Der machtbewusste Franke hatte Seehofer aus dem Amt gedrängt und ihn von München aus in der Hauptstadt immer wieder unter Druck gesetzt. Jetzt muss er dafür sorgen, dass Seehofer liefert, was er versprochen hat. Aber das wird schwer: Schließlich wollte die CSU weismachen, dass man mit nationalen Zurückweisungsplänen illegale Migration quasi wegzaubern kann. Dabei hat man leider vergessen: Deutschland ist nicht Nordkorea und hat 3800 Kilometer Landgrenze, die offener ist als ein Allgäuer Lochkäse. Die Kon­trollen an den drei Autobahnübergängen zwischen Deutschland und Österreich sind – wohlwollend formuliert – eher symbolischer Natur.

Ein Flüchtling, der illegal nach Deutschland einreisen will, schafft das auch. Zurückweisungsbeschluss hin oder her. Auch die Kompromiss-Lösung wird daran wenig ändern. Ein Flüchtling muss nur die Route ändern und Landstraßen oder Fernwanderwege wählen. Denn niemand in der CSU will Bayern in eine Festung verwandeln. Hoteliers, Spediteure und Unternehmen würden den Christsozialen die Hölle heiß machen.

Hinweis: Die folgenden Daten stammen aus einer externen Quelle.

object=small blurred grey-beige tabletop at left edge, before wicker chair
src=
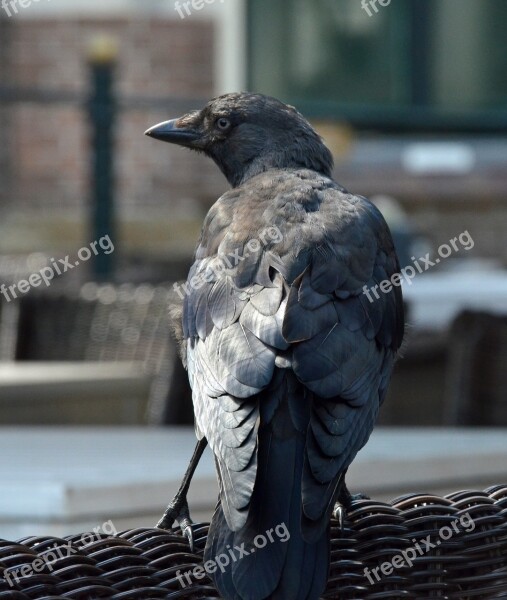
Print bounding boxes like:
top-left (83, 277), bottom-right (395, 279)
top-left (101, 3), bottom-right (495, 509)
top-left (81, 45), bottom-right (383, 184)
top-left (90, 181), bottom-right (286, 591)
top-left (0, 362), bottom-right (152, 425)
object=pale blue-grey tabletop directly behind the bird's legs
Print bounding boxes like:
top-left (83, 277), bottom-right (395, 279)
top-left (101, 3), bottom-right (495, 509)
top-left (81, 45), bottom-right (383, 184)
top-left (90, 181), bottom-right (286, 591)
top-left (0, 427), bottom-right (507, 539)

CSU hat sich vor der Bayern-Wahl verzockt

Am Ende dieser Chaos-Tage bleibt eine angeschlagene CSU zurück, die brutal deutlich gemacht hat, dass sie eigentlich die Kanzlerin loswerden will. Aber die Kanzlerin ist noch da und die Schwesterpartei hat sich kurz vor der Wahl verzockt. Statt bei der CSU klettern die Umfragewerte bei der AfD. Von Seehofers 47 Prozent bei der letzten Bayernwahl kann Söder heute nur träumen. Ihm droht sogar eine Wahlschlappe, und sicher scheint für die Wahl im Freistaat derzeit nur eines: Sollten die Bayern Söder abstrafen, wird sich Horst Seehofers Mitleid in Grenzen halten. Egal, ob er dann noch Minister ist, oder nicht.